While reviewing some Apache log files the other day I started to wonder if somebody had already come up with a way to detect common attack characteristics by the information they contain. Although searching for entries containing “SELECT,” “xp_cmdshell,” and other attack terms can turn up useful information it is difficult to cover all of the attack types and the different ways they can be represented within the log entries. Some Googling brought me to a project started by Romain Gaucher called apache-scalp which is hosted on Google Code.
Scalp! is a log analyzer for the Apache web server that aims to look for security problems. The main idea is to look through huge log files and extract the possible attacks that have been sent through HTTP/GET (By default, Apache does not log the HTTP/POST variable).
This tool uses an event filter file created by and for the PHPIDS project. PHPIDS was created parse web traffic and alert on anomalous activity as it occurs instead of having to parse the log files. To help in those instances that PHPIDS is not deployed, Scalp applies the same principle to the collected information. Utilizing the PHPIDS signature file, default_filter.xml, Scalp will generate an alert file in the user’s choice of text, HTML, and XML formats. This output, however, is alert data only and can be very cumbersome to review. When a lot of information is involved human review is not a very effective way to determine trends and other specifics about the data.

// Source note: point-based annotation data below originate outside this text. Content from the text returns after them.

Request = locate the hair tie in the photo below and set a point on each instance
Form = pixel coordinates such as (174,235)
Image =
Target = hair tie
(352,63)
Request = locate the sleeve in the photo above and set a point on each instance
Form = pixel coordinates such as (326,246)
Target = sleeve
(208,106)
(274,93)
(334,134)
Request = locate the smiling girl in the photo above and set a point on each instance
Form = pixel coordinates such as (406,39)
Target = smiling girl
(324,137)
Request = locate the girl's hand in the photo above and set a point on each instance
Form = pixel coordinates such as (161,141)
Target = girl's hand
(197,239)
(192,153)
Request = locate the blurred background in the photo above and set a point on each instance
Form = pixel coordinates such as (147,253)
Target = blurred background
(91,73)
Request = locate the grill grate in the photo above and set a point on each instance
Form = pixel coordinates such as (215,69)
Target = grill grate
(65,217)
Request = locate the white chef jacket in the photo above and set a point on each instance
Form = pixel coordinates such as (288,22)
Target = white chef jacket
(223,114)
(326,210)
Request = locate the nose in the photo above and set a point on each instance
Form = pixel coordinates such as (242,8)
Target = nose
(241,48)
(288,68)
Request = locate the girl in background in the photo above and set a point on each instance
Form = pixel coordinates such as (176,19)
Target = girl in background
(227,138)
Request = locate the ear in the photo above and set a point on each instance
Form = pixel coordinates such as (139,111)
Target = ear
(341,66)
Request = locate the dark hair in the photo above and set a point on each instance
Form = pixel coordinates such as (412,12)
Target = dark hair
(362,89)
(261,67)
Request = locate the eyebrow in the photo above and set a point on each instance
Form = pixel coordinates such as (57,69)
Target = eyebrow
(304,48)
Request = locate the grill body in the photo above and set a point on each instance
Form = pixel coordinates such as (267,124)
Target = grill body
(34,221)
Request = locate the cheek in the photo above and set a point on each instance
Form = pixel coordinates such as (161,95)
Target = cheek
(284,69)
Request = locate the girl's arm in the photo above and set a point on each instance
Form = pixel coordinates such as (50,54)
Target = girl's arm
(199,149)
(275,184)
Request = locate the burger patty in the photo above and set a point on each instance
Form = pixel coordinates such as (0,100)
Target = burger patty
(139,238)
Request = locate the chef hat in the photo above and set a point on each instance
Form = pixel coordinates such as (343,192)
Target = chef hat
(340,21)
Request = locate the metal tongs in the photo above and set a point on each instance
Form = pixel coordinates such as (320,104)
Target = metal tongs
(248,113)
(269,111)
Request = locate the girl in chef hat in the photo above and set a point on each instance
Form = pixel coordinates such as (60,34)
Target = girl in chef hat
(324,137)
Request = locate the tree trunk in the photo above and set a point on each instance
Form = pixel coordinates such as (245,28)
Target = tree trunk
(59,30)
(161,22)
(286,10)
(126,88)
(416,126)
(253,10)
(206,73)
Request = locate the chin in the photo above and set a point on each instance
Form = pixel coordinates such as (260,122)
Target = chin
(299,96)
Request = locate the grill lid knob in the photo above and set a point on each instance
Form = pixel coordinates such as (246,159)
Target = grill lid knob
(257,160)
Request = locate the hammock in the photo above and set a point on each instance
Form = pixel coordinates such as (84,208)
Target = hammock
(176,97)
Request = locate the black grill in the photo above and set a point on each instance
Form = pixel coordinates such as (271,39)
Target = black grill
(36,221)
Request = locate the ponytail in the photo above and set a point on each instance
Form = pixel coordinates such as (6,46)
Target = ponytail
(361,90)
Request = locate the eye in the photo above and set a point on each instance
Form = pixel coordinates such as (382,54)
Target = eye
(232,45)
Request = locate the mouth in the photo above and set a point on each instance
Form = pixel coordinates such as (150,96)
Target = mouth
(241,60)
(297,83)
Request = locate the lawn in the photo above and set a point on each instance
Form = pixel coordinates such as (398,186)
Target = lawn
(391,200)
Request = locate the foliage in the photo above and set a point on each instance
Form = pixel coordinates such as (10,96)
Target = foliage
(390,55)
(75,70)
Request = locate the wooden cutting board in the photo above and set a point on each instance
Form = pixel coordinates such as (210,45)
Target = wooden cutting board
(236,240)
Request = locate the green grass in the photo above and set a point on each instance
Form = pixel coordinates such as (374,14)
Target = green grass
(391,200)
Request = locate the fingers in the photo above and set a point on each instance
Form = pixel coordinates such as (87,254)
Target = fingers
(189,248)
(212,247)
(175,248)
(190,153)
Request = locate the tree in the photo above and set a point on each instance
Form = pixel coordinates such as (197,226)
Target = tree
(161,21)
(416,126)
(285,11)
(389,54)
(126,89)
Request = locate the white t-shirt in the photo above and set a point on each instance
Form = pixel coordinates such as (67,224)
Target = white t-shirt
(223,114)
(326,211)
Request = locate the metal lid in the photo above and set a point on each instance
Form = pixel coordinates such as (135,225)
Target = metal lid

<?xml version=”1.0″ encoding=”utf-8″?>
<!–
File created by Scalp! by Romain Gaucher - http://code.google.com/p/apache-scalp
Apache log attack analysis tool based on PHP-IDS filters
–>
<scalp file=”apache_log” time=”Sat-27-Dec-2008″>
<attack type=”xss” name=”Cross-Site Scripting”>
<impact value=”5″>
<item>
<reason><![CDATA[Detects JavaScript with(), ternary operators and XML predicate attacks]]></reason>
<regexp><![CDATA[(?:with\([^)]*\)\))|(?:\.\s*source\W)|(?:\?[^:]+:[^;]+;)]]></regexp>
<line><![CDATA[xxx.28.xxx.249 - - [26/Aug/2008:00:00:13 -0700] “GET /d.AuthenticateUser1?p_page=http://webx.companyX.com/publish/01/na/en.html&p_HTTP_USER_AGENT=Microsoft%20Internet%20Explorer-4.0%20(compatible;%20MSIE%206.0;%20Windows%20NT%205.1;%20SV1;%20.NET%20CLR%201.1.4322) HTTP/1.0″ 200 1547
]]></line>
</item>
<item>
<reason><![CDATA[Detects JavaScript with(), ternary operators and XML predicate attacks]]></reason>
<regexp><![CDATA[(?:with\([^)]*\)\))|(?:\.\s*source\W)|(?:\?[^:]+:[^;]+;)]]></regexp>
<line><![CDATA[xxx.16.xxx.158 - - [26/Aug/2008:00:00:19 -0700] “GET /d.AuthenticateUser1?p_page=http://webx.companyX.com/publish/01/na/en.html&p_HTTP_USER_AGENT=Microsoft%20Internet%20Explorer-4.0%20(compatible;%20MSIE%206.0;%20Windows%20NT%205.1;%20SV1;%20.NET%20CLR%201.1.4322) HTTP/1.1″ 200 1570
]]></line>
</item>
<item>
<reason><![CDATA[Detects JavaScript with(), ternary operators and XML predicate attacks]]></reason>
<regexp><![CDATA[(?:with\([^)]*\)\))|(?:\.\s*source\W)|(?:\?[^:]+:[^;]+;)]]></regexp>
<line><![CDATA[xxx.84.xxx.90 - - [26/Aug/2008:00:00:41 -0700] “GET /d.AuthenticateUser1?p_page=http://webx.companyX.com/publish/01/vie/en.html&p_HTTP_USER_AGENT=Microsoft%20Internet%20Explorer-4.0%20(compatible;%20MSIE%206.0;%20Windows%20NT%205.1;%20SV1;%20.NET%20CLR%201.1.4322) HTTP/1.1″ 200 1568
]]></line>
</item>
<item>
<reason><![CDATA[Detects JavaScript with(), ternary operators and XML predicate attacks]]></reason>
<regexp><![CDATA[(?:with\([^)]*\)\))|(?:\.\s*source\W)|(?:\?[^:]+:[^;]+;)]]></regexp>
<line><![CDATA[xxx.160.xxx.243 - - [26/Aug/2008:00:00:57 -0700] “GET /d.AuthenticateUser1?p_page=http://webx.companyX.com/publish/01/par/en.html&p_HTTP_USER_AGENT=Microsoft%20Internet%20Explorer-4.0%20(compatible;%20MSIE%206.0;%20Windows%20NT%205.1;%20SV1;%20.NET%20CLR%201.1.4322) HTTP/1.1″ 200 1573
To help identify trends and other interesting information associated with alerts generated by Scalp I have put together a external parser to generate a readable report. The Scalp External XML Reporter (SEXR) takes the information within a Scalp XML file and produces several outputs to either standard out or a text file.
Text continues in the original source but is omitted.